Ⅰ 弱い人への愛と弱い人の良心のために、自分の自由は放棄できる真の自由(14:13~16)
キリストによる解放・キリスト者の自由の確信が「強い人」は、何でも自由に食べることができると信じ、実際にどんな肉も自由に食べていた。一方、キリストによる解放・キリスト者の自由の確信が「弱い人」(自由度が狭い人)は、いろいろな理由から、汚れた肉があると考え、肉を口にしなかった。また、ユダヤ教の祭日を遵守している者もいた。そのような両派がいる教会の交わりにおいて、「強い人」が自らの自由の確信を断固主張し、その確信に基づいて行動するならば、弱い兄弟姉妹に対して「妨げ」や「つまづき」を置くことになりかねない(13)。
たしかに、イエスは「すべての食物をきよいとされ」(マルコ7:19)、パウロも使徒の権威をもって「それ自体で汚れているものは何一つありません」(14)と断言する。しかし、「何かが汚れていると考える人には、それは汚れたものなの」(14)であると例外も認める。「これは汚れている」とする人は、その人の良心をもってそう認めるのであるから、その良心の判断に応じた行動をしなければ、その人の人格(的統一)は破壊されてしまうのである。聖書は人間の良心を大切にする。良心の自由をとても大事なこととして尊重する。もし自分の良心に従って行動しないと、その人はまことに苦しい。良心に反する行動を強制されたり、良心に反する行動を誘惑されて行なってしまったら、その人の心は混乱し、自由ではなく大きな罪責感にとらわれ、人格が破壊され、信仰を失うことにもなりかねない。「キリストが代わりに死んでくださった、そのような人を、あなたの食べ物のことで滅ぼさないでください」(15)。
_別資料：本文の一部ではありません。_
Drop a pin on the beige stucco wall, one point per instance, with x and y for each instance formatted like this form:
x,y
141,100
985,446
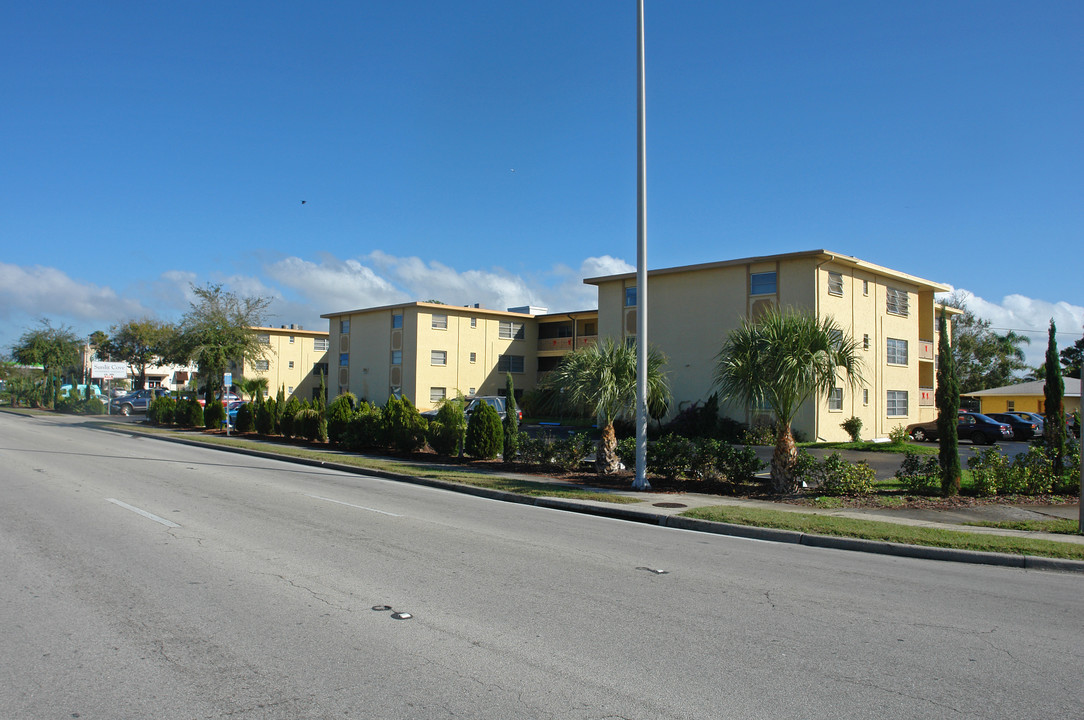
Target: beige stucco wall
x,y
281,352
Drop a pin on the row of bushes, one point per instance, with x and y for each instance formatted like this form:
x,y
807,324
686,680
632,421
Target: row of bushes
x,y
993,473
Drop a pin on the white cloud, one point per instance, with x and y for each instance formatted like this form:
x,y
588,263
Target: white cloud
x,y
1030,318
40,292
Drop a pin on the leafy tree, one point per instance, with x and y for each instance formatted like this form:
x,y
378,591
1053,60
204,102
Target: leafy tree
x,y
782,360
55,349
215,332
1072,359
601,380
1054,389
254,386
140,343
947,399
511,421
485,435
983,358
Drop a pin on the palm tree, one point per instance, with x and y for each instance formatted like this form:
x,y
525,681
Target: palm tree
x,y
601,378
781,360
254,386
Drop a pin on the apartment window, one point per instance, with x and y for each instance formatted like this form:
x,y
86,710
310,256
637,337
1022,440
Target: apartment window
x,y
510,363
835,283
897,403
897,351
762,283
511,331
897,301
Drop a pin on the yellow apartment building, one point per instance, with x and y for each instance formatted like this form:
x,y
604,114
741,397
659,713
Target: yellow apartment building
x,y
294,360
1027,397
427,351
693,308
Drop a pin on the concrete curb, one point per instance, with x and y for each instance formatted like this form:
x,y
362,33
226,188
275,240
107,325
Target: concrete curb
x,y
630,514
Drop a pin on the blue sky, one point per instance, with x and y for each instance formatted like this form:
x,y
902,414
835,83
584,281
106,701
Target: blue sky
x,y
485,151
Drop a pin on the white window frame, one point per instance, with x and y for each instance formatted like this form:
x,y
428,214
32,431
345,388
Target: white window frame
x,y
893,406
894,347
836,283
897,301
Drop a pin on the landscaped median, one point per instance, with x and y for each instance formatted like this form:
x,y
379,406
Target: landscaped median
x,y
785,526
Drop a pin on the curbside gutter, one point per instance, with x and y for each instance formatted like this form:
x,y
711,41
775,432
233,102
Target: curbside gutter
x,y
629,514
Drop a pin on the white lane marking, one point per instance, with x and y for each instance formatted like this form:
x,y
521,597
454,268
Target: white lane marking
x,y
143,513
339,502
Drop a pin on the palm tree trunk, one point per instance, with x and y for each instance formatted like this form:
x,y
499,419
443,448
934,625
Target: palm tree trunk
x,y
784,463
606,460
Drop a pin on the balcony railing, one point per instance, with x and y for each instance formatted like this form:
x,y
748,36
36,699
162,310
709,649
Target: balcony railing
x,y
565,344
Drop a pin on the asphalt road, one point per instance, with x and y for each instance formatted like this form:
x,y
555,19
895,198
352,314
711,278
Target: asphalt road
x,y
143,579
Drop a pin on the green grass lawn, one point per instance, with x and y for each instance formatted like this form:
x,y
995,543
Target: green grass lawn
x,y
886,531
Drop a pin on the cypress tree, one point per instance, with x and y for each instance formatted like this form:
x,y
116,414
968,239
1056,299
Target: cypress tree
x,y
947,399
511,421
1054,390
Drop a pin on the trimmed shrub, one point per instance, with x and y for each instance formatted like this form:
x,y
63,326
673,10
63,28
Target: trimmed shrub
x,y
189,413
671,457
263,419
286,426
214,414
246,419
448,429
920,474
403,426
339,414
485,435
162,410
568,453
840,477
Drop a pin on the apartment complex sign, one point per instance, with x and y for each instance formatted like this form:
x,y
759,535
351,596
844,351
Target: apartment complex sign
x,y
108,370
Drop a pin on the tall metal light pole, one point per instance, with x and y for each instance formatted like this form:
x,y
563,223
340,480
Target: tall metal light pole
x,y
641,481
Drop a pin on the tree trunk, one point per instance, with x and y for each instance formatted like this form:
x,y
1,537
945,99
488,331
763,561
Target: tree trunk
x,y
606,460
784,463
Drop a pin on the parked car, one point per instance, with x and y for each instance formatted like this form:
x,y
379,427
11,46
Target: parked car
x,y
137,401
1022,429
973,426
493,400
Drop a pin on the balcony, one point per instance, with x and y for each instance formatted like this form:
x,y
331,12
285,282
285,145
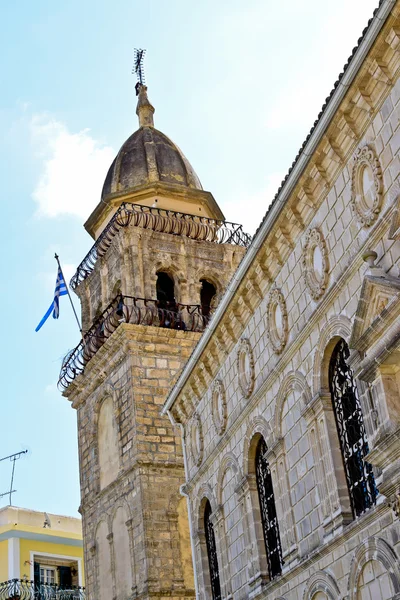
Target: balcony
x,y
20,589
127,309
163,221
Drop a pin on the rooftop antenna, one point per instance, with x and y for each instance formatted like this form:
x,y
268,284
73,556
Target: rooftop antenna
x,y
138,68
13,458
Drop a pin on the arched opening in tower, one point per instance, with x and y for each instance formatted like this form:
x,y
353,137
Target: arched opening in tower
x,y
165,291
207,294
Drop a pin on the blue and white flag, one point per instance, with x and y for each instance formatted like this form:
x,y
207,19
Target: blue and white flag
x,y
61,290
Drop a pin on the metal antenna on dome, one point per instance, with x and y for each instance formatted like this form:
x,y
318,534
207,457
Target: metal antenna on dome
x,y
138,68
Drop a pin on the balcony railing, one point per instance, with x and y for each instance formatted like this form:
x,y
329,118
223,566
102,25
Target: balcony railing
x,y
127,309
164,221
20,589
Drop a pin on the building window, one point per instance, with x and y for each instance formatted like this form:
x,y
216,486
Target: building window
x,y
47,575
351,431
165,291
207,293
212,553
268,512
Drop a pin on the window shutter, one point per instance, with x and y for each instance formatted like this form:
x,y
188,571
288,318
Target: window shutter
x,y
36,573
65,577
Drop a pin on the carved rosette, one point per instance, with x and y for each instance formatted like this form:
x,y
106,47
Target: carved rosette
x,y
196,440
315,263
219,408
277,321
245,367
366,185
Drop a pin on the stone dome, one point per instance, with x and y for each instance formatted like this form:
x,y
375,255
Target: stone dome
x,y
148,156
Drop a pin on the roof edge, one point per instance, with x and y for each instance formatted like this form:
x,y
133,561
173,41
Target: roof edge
x,y
376,24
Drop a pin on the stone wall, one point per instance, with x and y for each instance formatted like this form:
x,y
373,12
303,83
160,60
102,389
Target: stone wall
x,y
135,525
265,372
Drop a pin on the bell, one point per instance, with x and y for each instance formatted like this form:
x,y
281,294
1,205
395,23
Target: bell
x,y
120,308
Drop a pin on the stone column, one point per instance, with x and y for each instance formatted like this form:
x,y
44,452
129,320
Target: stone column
x,y
332,484
110,539
129,526
202,566
284,510
218,521
257,575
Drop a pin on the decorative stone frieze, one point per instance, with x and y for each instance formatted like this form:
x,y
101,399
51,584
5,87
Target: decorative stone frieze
x,y
394,503
219,408
277,320
196,440
245,367
315,263
366,185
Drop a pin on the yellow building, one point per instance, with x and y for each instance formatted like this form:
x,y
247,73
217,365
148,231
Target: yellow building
x,y
42,548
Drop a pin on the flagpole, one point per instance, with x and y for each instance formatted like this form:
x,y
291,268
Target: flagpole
x,y
69,295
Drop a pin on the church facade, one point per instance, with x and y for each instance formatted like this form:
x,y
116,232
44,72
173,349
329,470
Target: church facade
x,y
290,405
238,400
163,256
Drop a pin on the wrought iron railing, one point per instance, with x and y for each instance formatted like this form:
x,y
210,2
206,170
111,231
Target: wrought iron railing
x,y
20,589
137,311
164,221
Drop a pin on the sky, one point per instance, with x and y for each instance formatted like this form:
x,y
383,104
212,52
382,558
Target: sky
x,y
237,85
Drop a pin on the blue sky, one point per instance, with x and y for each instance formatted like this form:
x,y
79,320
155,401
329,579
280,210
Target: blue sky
x,y
237,85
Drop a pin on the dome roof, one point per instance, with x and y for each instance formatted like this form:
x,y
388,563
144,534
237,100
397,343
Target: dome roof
x,y
146,157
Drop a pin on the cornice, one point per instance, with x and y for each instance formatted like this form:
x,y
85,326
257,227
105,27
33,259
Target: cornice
x,y
352,107
235,419
117,349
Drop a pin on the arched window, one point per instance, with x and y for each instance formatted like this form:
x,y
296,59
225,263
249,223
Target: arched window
x,y
268,512
165,290
207,294
351,431
212,553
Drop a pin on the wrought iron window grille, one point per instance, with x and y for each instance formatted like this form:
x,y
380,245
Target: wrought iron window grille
x,y
136,311
351,432
22,589
164,221
269,518
212,554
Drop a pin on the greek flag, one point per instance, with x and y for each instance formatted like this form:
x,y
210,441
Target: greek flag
x,y
61,290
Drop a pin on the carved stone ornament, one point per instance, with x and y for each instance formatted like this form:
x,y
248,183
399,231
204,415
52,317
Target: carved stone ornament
x,y
219,409
196,440
245,367
315,263
277,321
366,185
394,503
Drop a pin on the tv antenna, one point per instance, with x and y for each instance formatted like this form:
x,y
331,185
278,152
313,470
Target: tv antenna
x,y
138,68
13,458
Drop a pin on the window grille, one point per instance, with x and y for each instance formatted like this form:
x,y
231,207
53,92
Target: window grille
x,y
351,432
268,512
212,553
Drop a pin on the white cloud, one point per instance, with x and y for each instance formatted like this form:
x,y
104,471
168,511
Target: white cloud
x,y
51,388
249,209
48,278
73,170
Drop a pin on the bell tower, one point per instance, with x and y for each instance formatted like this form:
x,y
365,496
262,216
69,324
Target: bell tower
x,y
162,256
強い人が「新約の時代の今は、どんな肉も自由に食べられるのだから、君も肉を食べるべきだ」と主張し、肉食を強い、弱い人も何気なく食べてしまったらどうだろう。その弱い人は食べてしまった後で、すごく心が痛む。良心に反することをしてしまったからである。私たちはキリスト者は、キリストによって解放された自由の確信を大切にしなければならない、相手に自由を押しつける「自由のパリサイ人」となってはならない。律法のパリサイ人は相手に律法を守らせようとするが、自由のパリサイ人は相手に自分が与えられている自由を押しつけ、自分と同じように考え行動するように強制する。そうして、相手の良心の自由を抑圧し、弱い良心を踏みにじる。「あなたがたが良いとしていること」(信仰の強い者が享受しているキリスト者の自由)のゆえに「悪く言われないようにしなさい」(16)。
自分の自由を兄弟姉妹への愛のゆえにあえて放棄できることこそ、本当の信仰による自由なのである。聖霊が与えてくれる自由はそういうものである。「あなたがたは自由を与えられるために召されたのです。ただ、その自由を肉の働く機会としないで、愛をもって互いに仕え合いなさい」(ガラテヤ5:13)。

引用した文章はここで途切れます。